Yo dawg, I heard you liked rational numbers so we put all of the rational numbers contained within 1 inside of .999 repeating so you can have them contain the same set of rational numbers and therefor equal each other.

[Pho3nix]

I got dizzy

[Lady Jedi]

Yeah, I stopped reading after the baseball got where it was going. But seriously just round .9999999........ and it's totally 1. 0_o

[Boba Rhett]

Saw this and thought of this thread.

[mimartin]

I'd rather have a whole beer than .99999999... of a beer. Even if they are the same.

[Darth Avlectus]

By simply rounding up to the nearest whole number maybe?
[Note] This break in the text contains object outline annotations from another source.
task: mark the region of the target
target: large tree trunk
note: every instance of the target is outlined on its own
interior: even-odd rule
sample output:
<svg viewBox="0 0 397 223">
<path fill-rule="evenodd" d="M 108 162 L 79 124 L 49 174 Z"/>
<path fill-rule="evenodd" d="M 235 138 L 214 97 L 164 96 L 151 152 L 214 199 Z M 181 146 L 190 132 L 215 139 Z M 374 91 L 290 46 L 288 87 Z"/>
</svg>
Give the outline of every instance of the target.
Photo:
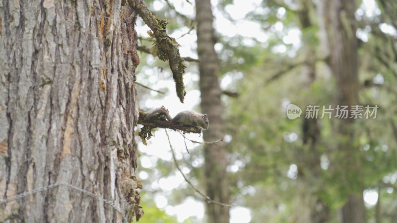
<svg viewBox="0 0 397 223">
<path fill-rule="evenodd" d="M 337 105 L 358 104 L 358 45 L 354 0 L 323 0 L 323 13 L 328 33 L 331 56 L 330 66 L 336 80 Z M 359 182 L 352 181 L 349 176 L 359 178 L 360 161 L 358 150 L 354 144 L 354 119 L 342 118 L 338 121 L 338 145 L 336 153 L 340 156 L 331 163 L 338 183 L 349 191 L 347 201 L 339 212 L 341 223 L 364 223 L 367 222 L 362 191 Z"/>
<path fill-rule="evenodd" d="M 0 1 L 0 199 L 61 184 L 1 205 L 0 222 L 121 222 L 114 207 L 66 184 L 134 212 L 139 59 L 130 8 Z"/>
<path fill-rule="evenodd" d="M 314 10 L 314 5 L 311 0 L 300 0 L 297 16 L 302 30 L 304 38 L 303 47 L 299 54 L 303 57 L 305 64 L 302 66 L 301 73 L 303 76 L 303 87 L 310 89 L 316 79 L 317 70 L 316 62 L 316 46 L 310 42 L 312 39 L 307 29 L 313 25 L 311 18 L 311 10 Z M 309 100 L 313 100 L 311 97 Z M 305 100 L 305 101 L 307 101 Z M 303 116 L 305 116 L 304 115 Z M 305 189 L 300 193 L 300 199 L 304 202 L 297 203 L 298 210 L 303 210 L 301 213 L 307 213 L 298 215 L 298 222 L 309 223 L 323 223 L 327 222 L 330 218 L 330 208 L 318 194 L 322 190 L 321 186 L 313 183 L 313 180 L 319 181 L 322 177 L 322 169 L 320 167 L 320 158 L 322 151 L 319 145 L 321 137 L 321 128 L 317 118 L 304 118 L 302 119 L 302 141 L 304 146 L 305 156 L 302 156 L 300 161 L 301 169 L 299 171 L 300 179 Z M 301 152 L 301 151 L 299 151 Z M 297 156 L 297 157 L 299 157 Z M 316 181 L 316 180 L 314 180 Z M 308 191 L 307 188 L 312 188 Z"/>
<path fill-rule="evenodd" d="M 218 81 L 219 62 L 215 52 L 213 16 L 209 0 L 197 0 L 197 51 L 199 59 L 201 107 L 209 120 L 209 128 L 204 132 L 204 140 L 214 141 L 223 139 L 223 108 L 221 91 Z M 226 174 L 226 145 L 223 142 L 205 144 L 204 148 L 207 195 L 223 203 L 229 203 L 229 190 Z M 207 203 L 208 223 L 229 222 L 229 208 Z"/>
</svg>

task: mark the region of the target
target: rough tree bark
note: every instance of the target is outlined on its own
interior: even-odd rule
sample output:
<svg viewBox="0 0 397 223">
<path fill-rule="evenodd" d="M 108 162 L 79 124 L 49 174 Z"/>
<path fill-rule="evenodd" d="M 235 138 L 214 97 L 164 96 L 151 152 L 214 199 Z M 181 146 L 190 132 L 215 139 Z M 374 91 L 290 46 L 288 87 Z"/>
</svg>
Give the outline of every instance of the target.
<svg viewBox="0 0 397 223">
<path fill-rule="evenodd" d="M 336 80 L 337 105 L 351 106 L 358 104 L 358 45 L 356 37 L 354 13 L 356 7 L 354 0 L 321 1 L 324 9 L 330 54 L 330 67 Z M 349 114 L 350 117 L 350 113 Z M 351 118 L 337 120 L 337 151 L 340 156 L 333 167 L 338 173 L 339 183 L 349 192 L 347 201 L 339 212 L 341 223 L 367 222 L 362 188 L 351 177 L 360 177 L 358 150 L 354 146 L 354 121 Z M 331 163 L 332 161 L 331 161 Z"/>
<path fill-rule="evenodd" d="M 61 182 L 139 213 L 139 58 L 136 17 L 125 3 L 0 1 L 0 200 Z M 2 222 L 121 219 L 62 185 L 0 206 Z"/>
<path fill-rule="evenodd" d="M 209 120 L 209 128 L 204 132 L 204 140 L 214 141 L 223 139 L 222 91 L 218 81 L 219 62 L 214 46 L 215 41 L 212 26 L 213 15 L 210 0 L 196 0 L 197 51 L 200 72 L 201 107 Z M 211 199 L 229 203 L 229 189 L 227 178 L 226 145 L 223 142 L 206 144 L 204 147 L 207 195 Z M 206 204 L 208 223 L 228 223 L 229 208 Z"/>
</svg>

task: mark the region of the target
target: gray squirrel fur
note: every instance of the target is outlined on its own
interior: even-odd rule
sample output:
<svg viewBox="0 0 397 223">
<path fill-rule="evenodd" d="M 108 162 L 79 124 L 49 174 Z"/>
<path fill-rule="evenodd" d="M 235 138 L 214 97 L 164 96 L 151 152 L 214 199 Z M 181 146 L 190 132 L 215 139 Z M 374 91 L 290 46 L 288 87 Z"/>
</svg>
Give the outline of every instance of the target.
<svg viewBox="0 0 397 223">
<path fill-rule="evenodd" d="M 164 106 L 155 109 L 146 113 L 143 120 L 150 119 L 159 114 L 164 114 L 167 118 L 167 120 L 178 123 L 180 124 L 199 127 L 203 129 L 208 129 L 209 125 L 209 122 L 207 115 L 205 114 L 202 114 L 191 111 L 185 111 L 178 113 L 173 118 L 168 113 L 168 111 Z"/>
</svg>

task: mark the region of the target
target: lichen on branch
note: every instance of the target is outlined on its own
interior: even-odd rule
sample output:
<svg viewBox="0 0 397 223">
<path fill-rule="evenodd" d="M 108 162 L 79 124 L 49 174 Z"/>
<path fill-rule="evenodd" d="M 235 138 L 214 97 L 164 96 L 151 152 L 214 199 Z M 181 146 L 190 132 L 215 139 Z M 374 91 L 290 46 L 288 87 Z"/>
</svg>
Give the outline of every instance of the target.
<svg viewBox="0 0 397 223">
<path fill-rule="evenodd" d="M 167 34 L 165 27 L 168 22 L 160 20 L 154 16 L 142 0 L 128 0 L 128 2 L 151 30 L 148 32 L 150 38 L 156 39 L 150 53 L 153 56 L 158 56 L 162 60 L 168 60 L 172 76 L 175 81 L 177 95 L 181 102 L 183 103 L 186 95 L 183 83 L 183 74 L 186 66 L 179 54 L 178 48 L 179 44 L 175 38 L 170 37 Z"/>
</svg>

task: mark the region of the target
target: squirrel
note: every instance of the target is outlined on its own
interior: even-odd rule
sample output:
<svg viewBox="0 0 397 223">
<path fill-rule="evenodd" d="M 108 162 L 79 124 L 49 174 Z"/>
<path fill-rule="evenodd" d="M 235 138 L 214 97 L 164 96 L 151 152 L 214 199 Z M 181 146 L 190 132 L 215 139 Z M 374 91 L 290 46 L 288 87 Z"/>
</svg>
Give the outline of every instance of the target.
<svg viewBox="0 0 397 223">
<path fill-rule="evenodd" d="M 173 118 L 168 113 L 168 111 L 164 106 L 155 109 L 146 113 L 143 120 L 150 119 L 159 114 L 165 115 L 167 120 L 178 123 L 181 125 L 199 127 L 203 129 L 207 129 L 209 125 L 209 122 L 206 114 L 201 114 L 191 111 L 185 111 L 181 112 Z"/>
</svg>

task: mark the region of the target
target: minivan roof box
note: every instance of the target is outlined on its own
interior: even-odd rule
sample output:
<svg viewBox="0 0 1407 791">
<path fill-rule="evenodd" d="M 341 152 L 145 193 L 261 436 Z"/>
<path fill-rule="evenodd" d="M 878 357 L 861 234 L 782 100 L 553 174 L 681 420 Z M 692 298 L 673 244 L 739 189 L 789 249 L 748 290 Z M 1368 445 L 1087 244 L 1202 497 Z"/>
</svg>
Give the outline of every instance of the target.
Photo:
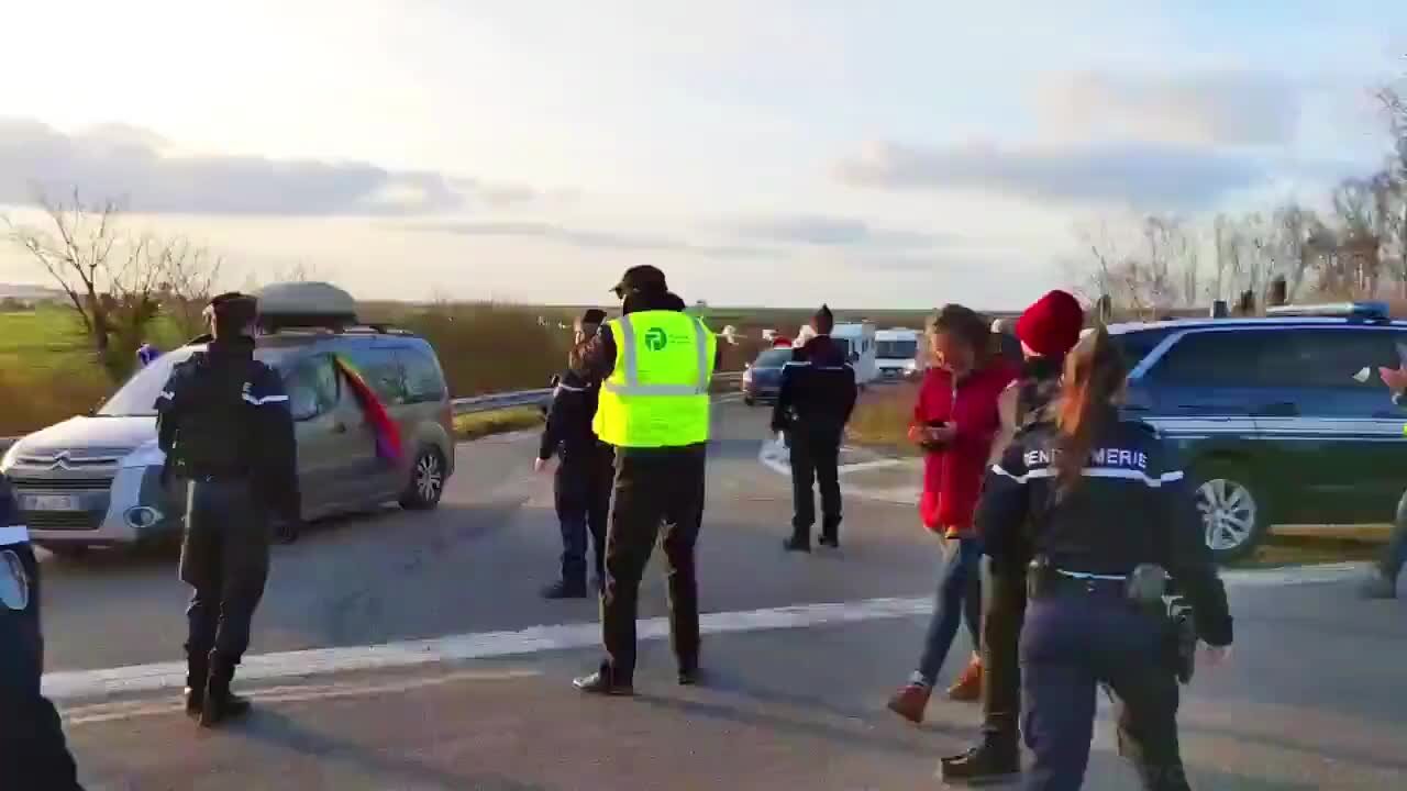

We're essentially talking about that theory that you could keep dividing by half and either add it ant never reach 1 or subtract it and never reach zero.

 

There's a point at which the numbers are so infinitesimally small it isn't even negligible anymore to count, it just might as well be nothing in a practical sense relative to the scale you started. +1/2, +1/4, +1/8, +1/16, +1/32, +1/64... Percents of percents, I mean, we're splitting hairs here and doing all this math...for what? You could keep scaling down in theory but if every point up or down is half the distance of the last, from last, that it was to the prior, its insignificance to the original scale grows accordingly.

 

Since it's practically nothing after a certain point you might as well say the addition/subtraction or just movement, has simply stopped. You could add another '9' to .99999999...... Most folks (and almost all calculators) would just simply round it out.

[90SK]

I was never one for mathematics. This concept is interesting, and seems accurate and sensible like most math, but I don't really see any practical applications apart from theoretical demonstrations.